Speaking of dangerous and visibility, I can nearly guarantee, that the slopes would have been closed at other resorts, given the visibility and fog conditions we had some days.

Perhaps the most annoying thing about the trip, was the cues because, it seems that the polish people I met this week have no concept of what a cue is or how it works! When your standing in any cue, especially one that is leading up to a chair-lift that only two people can go on at a time you would expect an orderly cue of two’s all the way to the chair. After all, the cue can only move as fast as the chair lift right?

The Polish people, and I mean the Polish, there were Danes, and Germans there as well (and me), but it was the Polish that were the cause of the problem. They would push right up behind, you, pushing their skis into every spare millimetre, making it impossible for you to move your skis without falling over. Even worse, they stand on your skis, and thats the last thing you want when you got a set of 500 or 600 dollar skis on. I got rental skis this year, instead of bringing my own, and I’m extremely happy I did. The rentals were ruined by the end of the week. Literally! And Exs were absolutely destroyed. If I owned them I would have chucked them in the bin at the end of the week.

The rental place was another absolute joke.. I mean they were actually giving out bad and defective equipment, and wanting your passport as a deposit. NO THANK YOU!!! I had to return my skis 2 times on the first day before I finally got a set that would stay on…

Still… it wasn’t all bad! There was another hotel just down from where we were staying that I quite enjoyed. The drink there was relatively cheap (about half the cost of Denmark), they had 2 good pool tables, and the staff were very friendly and nice. I had one particularly good night at the bar with a member of staff from the hotel, who had just finished work, who was introducing me to the virtues of various Polish vodkas and other Polish drinks. But, damn those 10pm closing times!!

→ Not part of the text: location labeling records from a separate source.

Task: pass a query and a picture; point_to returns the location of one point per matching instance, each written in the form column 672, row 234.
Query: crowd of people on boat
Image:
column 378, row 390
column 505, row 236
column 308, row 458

I must sound a bit bitter right now, but to be honest I’m not. I’m more tired than anything else. Knowing what I know now, I believe I could go back there and actually have a great holiday, but I wouldn’t travel with 30 people and I would stay in the hotel, that I spent most of my time in as opposed to the one we were staying in. It’s just that I had certain expectations before I went, which weren’t met. The benefit of hindsight is a wonderful thing!

I would NOT recommend first time skiers go to Szklarska Poreba, as you may have the kind of skiing experience that puts you off for life. However as a more experienced skier (which I’m not btw, but I do have a couple of years), there is some good off-piste skiing, and I’ve heard from members of my group that the cross-country skiing is very good. Just don’t use your own skis if you want to go slalom or alpine skiing as the cues will destroy them.

I think I’ll probably end up back in Szklarska Poreba, however it won’t be for a skiing holiday. It will be for a holiday with some skiing, if you know what I mean.

Oh.. before I go.. a tip for anybody that is going there. The cues normally become unbearable form about 12:30 onwards, so go do something else. If you’ve got daily lift cards, you can sell them to the locals, who won’t want to pay full price. Typically you can sell one lift card for around 10 to15 zlotys which will get you 3 beers, or lunch.